In this case it wasn’t a matter of someone getting some deserved lumps for taking a swing at a cop. This was a case of the cops taking some “undesirbable elements” off into the woods and beating the snot out of them. It wasn’t an isolated incident, just in this case, a rookie cop blew the whistle.

No one is complaining about arrests. No one’s complaining about licks received “resisting arrest.” People are complaining about beatings. Brutal beatings.

Now, the folks that they beat the hell out of weren’t saints by anyone’s reckoning- but they received a beating that night despite the cops’ having nothing for which they could be legally arrested. Not possession, not trafficking, hell, not even loitering. They were just there and “suspected.” Many reports of this incident talk of them being “in breach of the peace.” This conjures images of them creating a disturbance. Maybe fighting in the street, something, right?

In Vancouver, being “in breach of the peace” very often means nothing more than a cop doesn’t like your looks. This is because the cops can take your for a ride and dump you somewhere else at their discretion, if they determine that you’re in breach of the peace. There are no guidelines for this determination, and there is no paperwork required to document it. VPD Chief Jamie Graham explains the concept behind it:

Fine, if you trust the cops’ discretion. Myself, I don’t, but that’s only because I’ve been “in breach of the peace” myself. Let me tell you about it: I was going to see a film at the Pacific Cinémathèque on Howe Street with a friend. This meant walking North from the SkyTrain station on Granville. We walked a couple of blocks, and as we approached Georgia St, we were both slammed up against a wall by three cops. “You’re interfering with a police investigation!” they said. “What?” “You’re in breach of the peace!” “What?” “Come with us.” “What?” We were held there for a bit, (No requests for ID were made,) and a van showed up shortly which we were obliged to get into.

You probably think I’m conveniently leaving out some little detail, like having been stumbling around pissed drunk, or harrassing the cops, or someone making a nuisance of ourselves. I want to emphasize that you couldn’t possibly hope to meet two quieter people. We were walking North, just like any number of other folks were that night. Whatever “police investigation” we were supposedly interfering with by (gasp!) walking North on Granville Street in order to get to a theatre, it evidently wasn’t very important, since all the visible cops were concerned with loading us into a van and dropping us off in the West End, near Stanley Park.

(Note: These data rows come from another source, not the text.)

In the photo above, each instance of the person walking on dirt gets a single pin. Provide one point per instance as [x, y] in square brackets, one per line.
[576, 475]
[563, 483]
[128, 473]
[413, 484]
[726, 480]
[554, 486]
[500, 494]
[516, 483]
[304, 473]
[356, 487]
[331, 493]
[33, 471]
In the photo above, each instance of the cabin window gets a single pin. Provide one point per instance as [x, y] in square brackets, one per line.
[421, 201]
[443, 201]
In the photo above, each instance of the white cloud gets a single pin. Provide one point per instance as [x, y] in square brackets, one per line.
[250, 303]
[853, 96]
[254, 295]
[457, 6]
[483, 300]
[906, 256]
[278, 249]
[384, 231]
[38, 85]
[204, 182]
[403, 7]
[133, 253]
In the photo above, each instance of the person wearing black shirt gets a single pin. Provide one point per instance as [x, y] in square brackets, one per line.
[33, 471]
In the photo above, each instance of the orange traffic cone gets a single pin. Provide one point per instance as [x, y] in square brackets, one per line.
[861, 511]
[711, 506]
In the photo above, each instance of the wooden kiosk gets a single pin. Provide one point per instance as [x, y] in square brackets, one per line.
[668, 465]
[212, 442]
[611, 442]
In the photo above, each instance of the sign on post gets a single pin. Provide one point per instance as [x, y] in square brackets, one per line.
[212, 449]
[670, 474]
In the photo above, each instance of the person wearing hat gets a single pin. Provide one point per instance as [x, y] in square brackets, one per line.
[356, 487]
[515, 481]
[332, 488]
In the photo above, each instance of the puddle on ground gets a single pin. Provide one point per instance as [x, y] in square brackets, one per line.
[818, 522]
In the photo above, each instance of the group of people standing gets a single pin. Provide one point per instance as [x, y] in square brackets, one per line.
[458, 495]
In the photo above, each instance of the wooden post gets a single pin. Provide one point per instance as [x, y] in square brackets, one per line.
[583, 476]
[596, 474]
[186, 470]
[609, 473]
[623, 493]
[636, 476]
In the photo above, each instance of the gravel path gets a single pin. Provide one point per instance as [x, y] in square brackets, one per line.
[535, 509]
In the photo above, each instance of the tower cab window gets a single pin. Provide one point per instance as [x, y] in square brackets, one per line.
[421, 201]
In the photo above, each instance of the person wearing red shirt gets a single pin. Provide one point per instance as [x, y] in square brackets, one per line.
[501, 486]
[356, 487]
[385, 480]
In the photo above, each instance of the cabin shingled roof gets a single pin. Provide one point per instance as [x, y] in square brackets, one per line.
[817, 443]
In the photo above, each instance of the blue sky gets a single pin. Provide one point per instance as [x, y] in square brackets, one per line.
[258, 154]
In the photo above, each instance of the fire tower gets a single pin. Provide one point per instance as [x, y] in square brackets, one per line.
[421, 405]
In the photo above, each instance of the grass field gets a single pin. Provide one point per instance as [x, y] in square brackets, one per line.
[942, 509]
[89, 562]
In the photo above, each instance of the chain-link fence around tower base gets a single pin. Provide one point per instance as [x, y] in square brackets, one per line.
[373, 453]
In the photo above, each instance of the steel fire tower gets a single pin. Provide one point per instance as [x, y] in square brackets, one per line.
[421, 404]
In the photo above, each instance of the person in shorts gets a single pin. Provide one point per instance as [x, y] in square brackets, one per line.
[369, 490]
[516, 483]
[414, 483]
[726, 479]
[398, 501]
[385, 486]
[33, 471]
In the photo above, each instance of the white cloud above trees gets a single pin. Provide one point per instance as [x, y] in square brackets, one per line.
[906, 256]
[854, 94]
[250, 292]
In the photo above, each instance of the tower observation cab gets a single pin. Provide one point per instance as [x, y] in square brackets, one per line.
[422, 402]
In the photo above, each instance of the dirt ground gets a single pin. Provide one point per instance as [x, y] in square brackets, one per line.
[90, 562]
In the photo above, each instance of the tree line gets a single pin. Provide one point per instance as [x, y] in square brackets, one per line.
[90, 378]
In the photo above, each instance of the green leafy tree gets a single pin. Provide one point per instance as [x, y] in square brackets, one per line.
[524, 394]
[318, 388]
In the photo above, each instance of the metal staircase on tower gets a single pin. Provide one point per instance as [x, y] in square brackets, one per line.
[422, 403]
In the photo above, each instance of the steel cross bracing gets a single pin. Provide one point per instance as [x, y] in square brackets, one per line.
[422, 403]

I was confused more than anything by the whole thing, and spent quite a bit of time puzzling over just what the hell happened that night, apart from us missing our movie and generally having our night wrecked. In retrospect, I think our offense was “looking gay.” Okay, to be fair, I “looked gay.” (I’m not.) My friend just looked like a hippie. He is gay, for what it’s worth, and probably “looked gayer” standing next to me.

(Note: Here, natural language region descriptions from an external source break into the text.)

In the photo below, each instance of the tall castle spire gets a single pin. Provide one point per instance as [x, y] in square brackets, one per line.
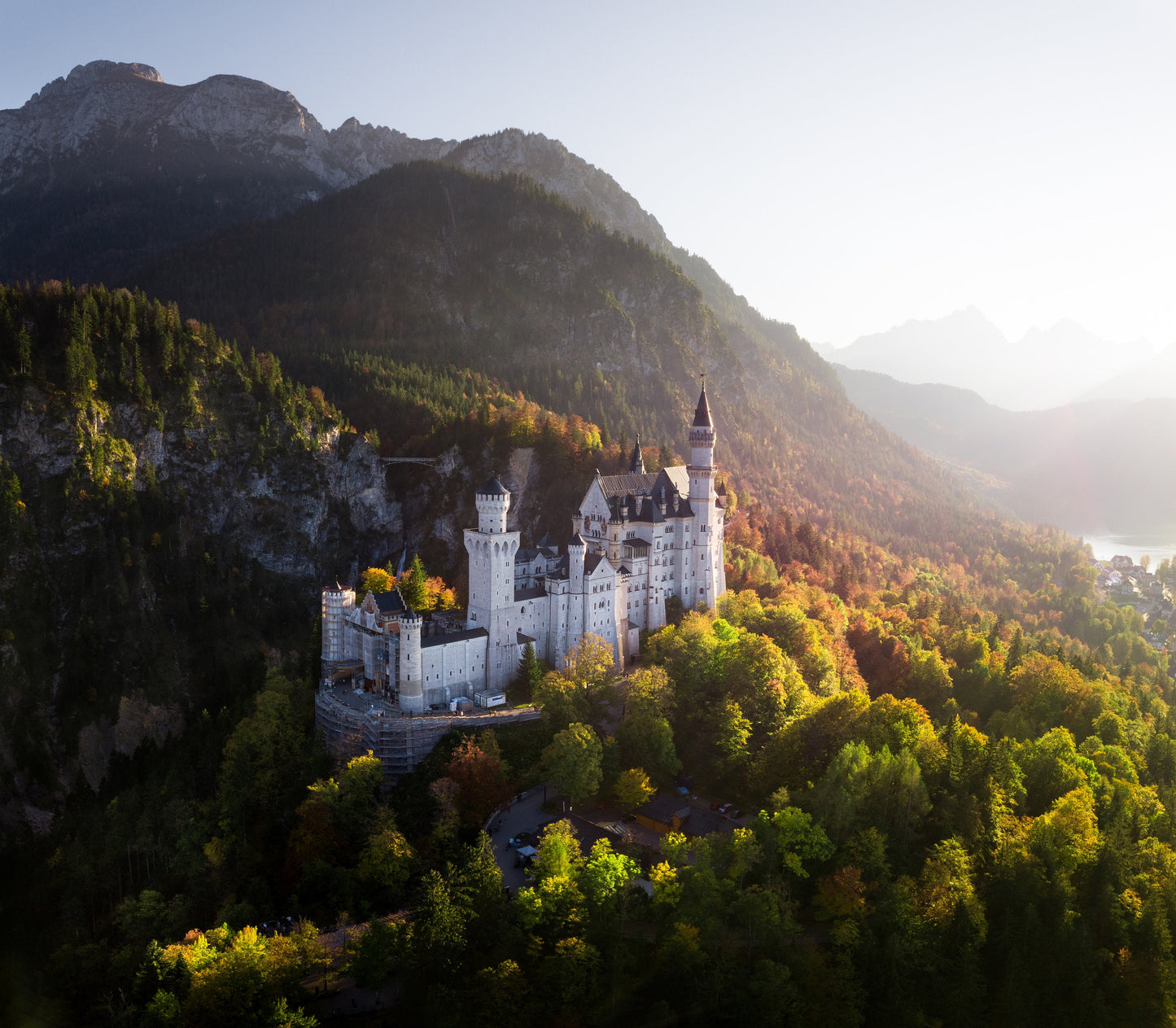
[702, 414]
[637, 462]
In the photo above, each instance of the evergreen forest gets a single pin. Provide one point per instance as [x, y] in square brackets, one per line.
[955, 763]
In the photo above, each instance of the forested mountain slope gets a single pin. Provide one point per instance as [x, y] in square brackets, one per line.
[432, 265]
[1078, 466]
[169, 504]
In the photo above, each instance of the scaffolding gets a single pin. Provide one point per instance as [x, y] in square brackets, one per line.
[352, 724]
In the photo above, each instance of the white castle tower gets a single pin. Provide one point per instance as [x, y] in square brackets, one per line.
[336, 601]
[412, 689]
[706, 580]
[492, 583]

Nowhere near as bad as being taken somewhere against your will and beaten senseless, of course, but still an abuse of power. Police should not be able to fuck with people to that degree without some accountability/documentation.

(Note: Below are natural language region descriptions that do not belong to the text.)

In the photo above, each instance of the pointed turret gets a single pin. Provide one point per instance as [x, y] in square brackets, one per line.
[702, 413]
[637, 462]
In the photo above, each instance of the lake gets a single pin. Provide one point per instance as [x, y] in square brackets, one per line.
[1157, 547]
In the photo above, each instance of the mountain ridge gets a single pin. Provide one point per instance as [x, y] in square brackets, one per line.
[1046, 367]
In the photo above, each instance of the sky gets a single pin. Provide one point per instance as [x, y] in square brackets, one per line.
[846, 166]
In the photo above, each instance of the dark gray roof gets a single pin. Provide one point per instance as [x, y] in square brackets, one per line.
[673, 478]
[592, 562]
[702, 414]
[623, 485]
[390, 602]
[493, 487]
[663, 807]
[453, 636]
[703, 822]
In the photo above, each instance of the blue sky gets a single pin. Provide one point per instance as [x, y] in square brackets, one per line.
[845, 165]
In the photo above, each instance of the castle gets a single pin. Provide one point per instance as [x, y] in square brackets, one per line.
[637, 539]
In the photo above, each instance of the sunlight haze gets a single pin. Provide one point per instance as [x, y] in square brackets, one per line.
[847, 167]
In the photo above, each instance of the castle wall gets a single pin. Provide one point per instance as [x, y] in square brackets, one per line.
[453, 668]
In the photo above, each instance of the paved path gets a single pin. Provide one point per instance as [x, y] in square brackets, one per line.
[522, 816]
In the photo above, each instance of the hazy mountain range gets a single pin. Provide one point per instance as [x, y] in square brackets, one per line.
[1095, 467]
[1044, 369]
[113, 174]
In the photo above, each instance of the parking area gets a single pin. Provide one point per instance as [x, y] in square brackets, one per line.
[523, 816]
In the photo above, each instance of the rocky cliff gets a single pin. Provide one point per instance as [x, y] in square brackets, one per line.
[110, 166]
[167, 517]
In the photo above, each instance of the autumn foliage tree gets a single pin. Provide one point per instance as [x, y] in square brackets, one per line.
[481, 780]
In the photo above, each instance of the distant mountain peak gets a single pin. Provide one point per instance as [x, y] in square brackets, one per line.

Anyway… I agree with county about the idea of reporting cops for having a conversation on their break, even if it was an offensive one. If any of them had spoke in specific terms about crimes that they had committed, instead of a general “Aw, you should be able to put the boots to people, and dump them in the park without some smartass educated cop making things hot for you,” then that would be something else again.